2.) Winnie the Pooh (Stephen J. Anderson & Don Hall, 2011)
So simple, it could barely cross the feature-length mark. So pure, it could only be built of densely-crafted prose. 2011’s most secretly-clever entry into an era besot with postmodernism is itself a meditation on the impermanence of childhood and the total joy of creation, layered with a great many elemental lessons from which a viewer of any age would be well-advised to heed – that your friends may infuriate and beguile you, but they will remain your friends; that one should appreciate every passing moment, no matter how banal or tedious; and most of all, that one should take the time to read as often as possible, for the written word may one day save your life.

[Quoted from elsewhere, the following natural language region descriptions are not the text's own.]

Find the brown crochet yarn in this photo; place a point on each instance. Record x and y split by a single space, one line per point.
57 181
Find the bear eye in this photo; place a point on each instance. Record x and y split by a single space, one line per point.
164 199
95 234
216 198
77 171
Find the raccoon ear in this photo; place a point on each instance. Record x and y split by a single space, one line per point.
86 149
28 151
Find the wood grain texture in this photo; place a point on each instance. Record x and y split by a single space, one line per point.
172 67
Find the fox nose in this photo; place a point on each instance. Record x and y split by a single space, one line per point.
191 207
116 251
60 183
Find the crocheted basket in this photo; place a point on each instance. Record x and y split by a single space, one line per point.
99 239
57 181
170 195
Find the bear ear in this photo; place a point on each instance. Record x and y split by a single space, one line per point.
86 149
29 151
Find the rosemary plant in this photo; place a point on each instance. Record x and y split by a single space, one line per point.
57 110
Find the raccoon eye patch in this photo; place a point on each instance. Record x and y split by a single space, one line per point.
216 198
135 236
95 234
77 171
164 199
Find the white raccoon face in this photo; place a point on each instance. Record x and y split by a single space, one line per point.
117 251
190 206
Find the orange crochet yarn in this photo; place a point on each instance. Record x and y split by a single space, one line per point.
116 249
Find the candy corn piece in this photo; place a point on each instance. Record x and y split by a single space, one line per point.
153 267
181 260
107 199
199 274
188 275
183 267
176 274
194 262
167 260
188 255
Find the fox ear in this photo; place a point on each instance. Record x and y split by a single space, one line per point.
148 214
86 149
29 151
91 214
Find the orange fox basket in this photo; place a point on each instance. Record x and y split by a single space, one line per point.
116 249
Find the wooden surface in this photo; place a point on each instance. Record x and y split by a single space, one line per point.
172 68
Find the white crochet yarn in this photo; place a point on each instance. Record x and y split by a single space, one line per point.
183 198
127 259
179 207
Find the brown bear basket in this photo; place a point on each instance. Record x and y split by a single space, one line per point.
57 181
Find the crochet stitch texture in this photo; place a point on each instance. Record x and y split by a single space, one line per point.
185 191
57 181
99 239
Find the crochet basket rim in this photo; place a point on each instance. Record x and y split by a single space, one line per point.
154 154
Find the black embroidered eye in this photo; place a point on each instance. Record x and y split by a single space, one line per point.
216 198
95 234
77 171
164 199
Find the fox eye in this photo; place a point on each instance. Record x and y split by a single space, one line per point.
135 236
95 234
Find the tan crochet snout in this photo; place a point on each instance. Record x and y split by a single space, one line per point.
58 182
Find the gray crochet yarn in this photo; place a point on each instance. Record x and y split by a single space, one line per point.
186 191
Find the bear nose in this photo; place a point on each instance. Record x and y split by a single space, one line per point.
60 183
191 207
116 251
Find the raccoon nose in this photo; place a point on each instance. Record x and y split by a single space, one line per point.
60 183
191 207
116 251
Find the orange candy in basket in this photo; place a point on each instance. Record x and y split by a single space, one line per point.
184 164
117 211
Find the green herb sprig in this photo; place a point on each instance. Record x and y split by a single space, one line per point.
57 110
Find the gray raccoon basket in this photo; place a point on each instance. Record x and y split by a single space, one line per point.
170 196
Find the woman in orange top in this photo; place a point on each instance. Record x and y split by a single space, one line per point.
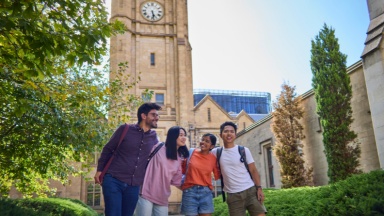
197 187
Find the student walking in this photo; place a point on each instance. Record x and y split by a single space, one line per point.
125 174
197 189
164 170
241 185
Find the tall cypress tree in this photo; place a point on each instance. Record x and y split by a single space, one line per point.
289 133
333 93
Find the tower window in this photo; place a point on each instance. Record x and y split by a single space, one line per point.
146 97
160 99
209 114
152 57
93 194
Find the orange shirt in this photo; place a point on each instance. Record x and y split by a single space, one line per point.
200 169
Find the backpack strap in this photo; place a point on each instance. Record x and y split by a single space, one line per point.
218 155
158 147
243 159
191 150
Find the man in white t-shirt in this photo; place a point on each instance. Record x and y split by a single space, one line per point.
243 192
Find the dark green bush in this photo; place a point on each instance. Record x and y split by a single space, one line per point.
45 207
361 194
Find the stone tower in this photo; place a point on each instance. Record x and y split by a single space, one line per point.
156 47
373 63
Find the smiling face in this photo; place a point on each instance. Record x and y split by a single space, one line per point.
228 135
206 144
151 119
180 141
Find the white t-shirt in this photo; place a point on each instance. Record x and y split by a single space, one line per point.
235 175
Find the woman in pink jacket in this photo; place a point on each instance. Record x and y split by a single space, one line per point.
163 170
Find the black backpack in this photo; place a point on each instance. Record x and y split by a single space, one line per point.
243 159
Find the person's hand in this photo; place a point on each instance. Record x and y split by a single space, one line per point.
260 195
97 177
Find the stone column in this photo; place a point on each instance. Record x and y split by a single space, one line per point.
373 64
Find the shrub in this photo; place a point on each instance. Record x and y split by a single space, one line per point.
360 194
45 207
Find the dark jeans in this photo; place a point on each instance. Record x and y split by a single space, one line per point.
119 198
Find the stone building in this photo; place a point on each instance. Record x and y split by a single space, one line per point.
157 48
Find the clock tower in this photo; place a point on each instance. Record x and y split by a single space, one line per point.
156 46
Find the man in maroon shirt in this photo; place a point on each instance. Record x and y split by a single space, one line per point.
121 183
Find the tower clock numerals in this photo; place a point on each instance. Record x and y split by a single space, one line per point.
152 11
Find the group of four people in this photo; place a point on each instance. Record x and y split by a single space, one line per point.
132 181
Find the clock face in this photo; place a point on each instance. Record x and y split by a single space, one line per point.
152 11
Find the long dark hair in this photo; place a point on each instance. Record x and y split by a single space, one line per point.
171 145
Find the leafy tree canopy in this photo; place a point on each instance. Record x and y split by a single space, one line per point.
53 100
289 133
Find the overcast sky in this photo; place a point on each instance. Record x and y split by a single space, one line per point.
256 45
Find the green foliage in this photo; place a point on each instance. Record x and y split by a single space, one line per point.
288 132
333 93
45 207
360 194
221 207
54 96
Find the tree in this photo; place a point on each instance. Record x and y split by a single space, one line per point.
333 93
54 99
289 133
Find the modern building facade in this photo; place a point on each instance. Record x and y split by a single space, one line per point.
158 50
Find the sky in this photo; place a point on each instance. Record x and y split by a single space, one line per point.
257 45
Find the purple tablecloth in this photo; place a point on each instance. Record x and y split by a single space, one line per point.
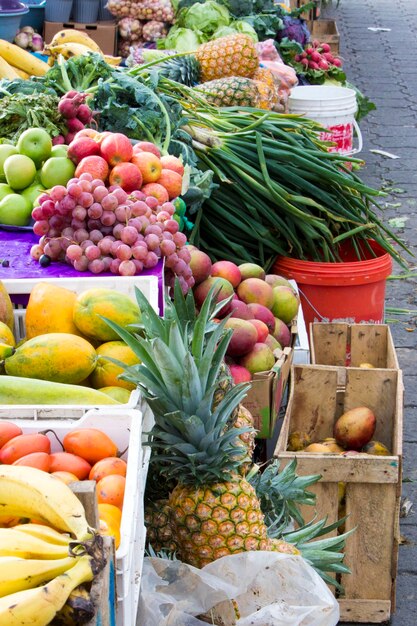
15 248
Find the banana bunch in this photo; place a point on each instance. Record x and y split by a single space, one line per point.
68 43
43 566
18 63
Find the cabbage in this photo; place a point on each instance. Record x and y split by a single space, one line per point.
243 27
207 17
183 39
223 31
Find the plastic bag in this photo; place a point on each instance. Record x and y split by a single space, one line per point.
159 10
246 589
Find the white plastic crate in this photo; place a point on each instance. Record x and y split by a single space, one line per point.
148 285
125 429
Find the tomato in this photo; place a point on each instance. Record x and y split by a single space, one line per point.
21 445
8 430
67 462
66 477
91 444
111 490
41 460
108 466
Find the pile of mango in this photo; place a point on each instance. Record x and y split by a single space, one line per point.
66 355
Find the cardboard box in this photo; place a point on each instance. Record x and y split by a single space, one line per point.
325 31
103 33
373 483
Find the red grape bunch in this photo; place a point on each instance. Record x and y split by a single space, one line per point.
100 229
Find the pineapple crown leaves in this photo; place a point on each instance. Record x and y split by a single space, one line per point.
281 493
200 450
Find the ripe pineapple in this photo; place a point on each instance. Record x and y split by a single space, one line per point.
233 91
233 55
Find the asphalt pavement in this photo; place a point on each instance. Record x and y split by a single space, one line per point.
381 64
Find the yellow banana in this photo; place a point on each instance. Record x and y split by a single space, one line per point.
29 573
112 60
22 59
68 50
20 72
44 532
71 35
15 543
29 492
6 70
38 607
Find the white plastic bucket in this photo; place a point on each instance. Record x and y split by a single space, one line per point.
332 107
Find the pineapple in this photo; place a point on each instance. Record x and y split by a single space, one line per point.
233 55
234 91
214 510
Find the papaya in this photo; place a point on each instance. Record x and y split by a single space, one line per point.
50 310
93 304
57 357
118 393
6 335
106 373
16 390
6 307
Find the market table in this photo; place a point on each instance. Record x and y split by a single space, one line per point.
15 248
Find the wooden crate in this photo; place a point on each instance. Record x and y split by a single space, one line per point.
352 344
373 483
325 31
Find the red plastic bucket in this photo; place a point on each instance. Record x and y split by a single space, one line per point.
352 291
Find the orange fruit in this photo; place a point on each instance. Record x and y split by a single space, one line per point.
111 490
106 467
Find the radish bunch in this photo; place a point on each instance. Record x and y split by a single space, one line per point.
317 56
72 106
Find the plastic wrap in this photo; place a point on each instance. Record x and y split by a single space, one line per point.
247 589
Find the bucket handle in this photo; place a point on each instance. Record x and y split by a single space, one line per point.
359 136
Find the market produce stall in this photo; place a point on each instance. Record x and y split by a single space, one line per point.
151 205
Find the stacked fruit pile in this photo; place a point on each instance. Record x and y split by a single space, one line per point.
262 308
49 554
57 362
26 170
140 22
87 454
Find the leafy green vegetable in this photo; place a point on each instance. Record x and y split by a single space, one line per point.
183 39
79 73
207 17
20 111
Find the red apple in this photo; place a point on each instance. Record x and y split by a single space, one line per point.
172 183
149 165
170 162
146 146
94 165
127 176
157 191
116 148
82 147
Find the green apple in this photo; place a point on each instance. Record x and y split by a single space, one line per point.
14 210
20 171
31 193
5 190
57 171
59 150
36 144
6 150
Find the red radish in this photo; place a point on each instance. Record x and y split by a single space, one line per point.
66 108
84 113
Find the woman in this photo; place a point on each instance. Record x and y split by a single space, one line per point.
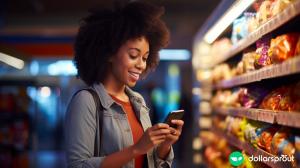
113 50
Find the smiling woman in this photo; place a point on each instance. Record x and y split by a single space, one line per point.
113 50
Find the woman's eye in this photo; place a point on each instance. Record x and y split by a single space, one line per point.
132 56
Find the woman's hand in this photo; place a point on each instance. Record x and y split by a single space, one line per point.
174 135
153 136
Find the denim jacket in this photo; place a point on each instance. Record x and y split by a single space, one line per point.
80 128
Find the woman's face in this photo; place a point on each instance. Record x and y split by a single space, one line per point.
130 61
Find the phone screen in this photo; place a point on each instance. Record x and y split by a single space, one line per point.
174 115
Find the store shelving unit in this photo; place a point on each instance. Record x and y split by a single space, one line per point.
256 152
285 118
286 15
289 67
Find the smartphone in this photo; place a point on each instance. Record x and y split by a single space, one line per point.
174 115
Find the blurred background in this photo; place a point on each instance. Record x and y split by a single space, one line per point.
34 93
232 65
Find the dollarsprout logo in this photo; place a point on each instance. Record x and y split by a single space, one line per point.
236 158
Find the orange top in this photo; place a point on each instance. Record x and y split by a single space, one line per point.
136 127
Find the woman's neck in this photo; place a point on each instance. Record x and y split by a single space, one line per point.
115 89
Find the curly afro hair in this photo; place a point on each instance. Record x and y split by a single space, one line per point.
103 32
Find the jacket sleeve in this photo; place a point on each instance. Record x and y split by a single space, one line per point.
160 163
80 129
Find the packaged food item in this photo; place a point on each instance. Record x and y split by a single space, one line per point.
221 72
265 138
272 100
251 97
283 47
279 5
220 47
241 27
279 140
285 98
253 130
264 13
253 23
262 57
297 50
248 61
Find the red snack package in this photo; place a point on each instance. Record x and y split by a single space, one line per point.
297 51
265 138
283 47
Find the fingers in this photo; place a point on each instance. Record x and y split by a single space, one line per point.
160 126
179 124
160 132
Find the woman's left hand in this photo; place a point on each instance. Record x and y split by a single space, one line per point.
175 133
164 147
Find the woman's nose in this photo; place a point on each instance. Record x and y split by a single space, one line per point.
141 64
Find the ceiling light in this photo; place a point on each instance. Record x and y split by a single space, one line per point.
12 61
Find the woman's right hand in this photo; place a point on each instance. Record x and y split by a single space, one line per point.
152 137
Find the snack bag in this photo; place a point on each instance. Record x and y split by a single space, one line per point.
283 47
251 97
297 50
265 138
262 57
279 5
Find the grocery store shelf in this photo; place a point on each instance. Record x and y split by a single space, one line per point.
287 14
290 66
280 117
256 152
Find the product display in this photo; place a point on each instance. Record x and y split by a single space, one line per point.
256 89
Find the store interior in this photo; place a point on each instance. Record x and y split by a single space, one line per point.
232 65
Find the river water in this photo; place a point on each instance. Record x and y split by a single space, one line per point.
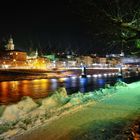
13 91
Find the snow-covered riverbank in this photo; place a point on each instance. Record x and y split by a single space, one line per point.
71 117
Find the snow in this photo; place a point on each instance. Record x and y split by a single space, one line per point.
78 112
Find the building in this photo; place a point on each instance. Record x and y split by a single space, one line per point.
11 57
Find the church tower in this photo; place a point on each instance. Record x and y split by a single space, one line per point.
10 45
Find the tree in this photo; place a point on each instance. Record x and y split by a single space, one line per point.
116 21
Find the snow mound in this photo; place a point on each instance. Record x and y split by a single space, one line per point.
15 111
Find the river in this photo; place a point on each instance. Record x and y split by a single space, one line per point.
13 91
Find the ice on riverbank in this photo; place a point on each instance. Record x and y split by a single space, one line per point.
29 113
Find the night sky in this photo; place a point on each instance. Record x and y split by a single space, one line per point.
52 26
46 25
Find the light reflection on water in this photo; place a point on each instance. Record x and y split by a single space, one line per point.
12 91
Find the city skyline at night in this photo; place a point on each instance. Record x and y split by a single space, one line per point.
58 26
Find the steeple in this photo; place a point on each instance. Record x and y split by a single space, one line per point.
10 45
36 53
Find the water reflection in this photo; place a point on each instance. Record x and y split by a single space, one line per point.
12 91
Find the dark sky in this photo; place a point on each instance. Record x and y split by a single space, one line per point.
37 24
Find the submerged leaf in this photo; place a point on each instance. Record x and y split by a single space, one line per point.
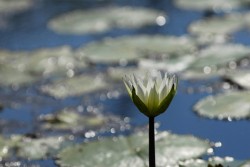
133 151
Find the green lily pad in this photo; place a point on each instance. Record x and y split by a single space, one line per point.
114 50
69 119
133 151
246 164
4 148
240 77
226 162
54 61
104 19
21 68
219 55
15 77
117 73
75 86
40 148
223 5
172 64
7 145
10 6
217 25
233 105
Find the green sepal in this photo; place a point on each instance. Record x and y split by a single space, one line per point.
139 104
166 101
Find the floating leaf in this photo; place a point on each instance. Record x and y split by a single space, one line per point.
217 25
41 147
10 6
172 64
104 19
233 105
246 164
240 77
4 148
133 151
70 119
131 48
226 162
223 5
55 61
116 73
21 68
7 145
75 86
217 56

1.) Speed Racer (Andy & Lana Wachowski, 2008)
The Wachowskis’ 2008 film is, to my eyes and ears, their absolute masterpiece, one that beautifully synthesized its animated origins with a vision all their own. I mean, how many cartoons movies have a plot primarily centered around the way corporations ruin artistic creation? That’s deeply unusual. But what truly makes this film special is its absolute earnestness – it doesn’t blink from valuing family, independence, traditions, homespun creations, and anything else that so many lesser movies would call “corny” or “old-fashioned”, but which is presented here with such generosity and decency you wonder why you ever fool around with less. The animated and live-action elements meld so perfectly, it all feels one of a piece, making the case better than any that CGI can be a total artistic tool in the hands of willing and able filmmakers. The film’s finale, which brings all of this together…I swear to you, it makes me cry every time.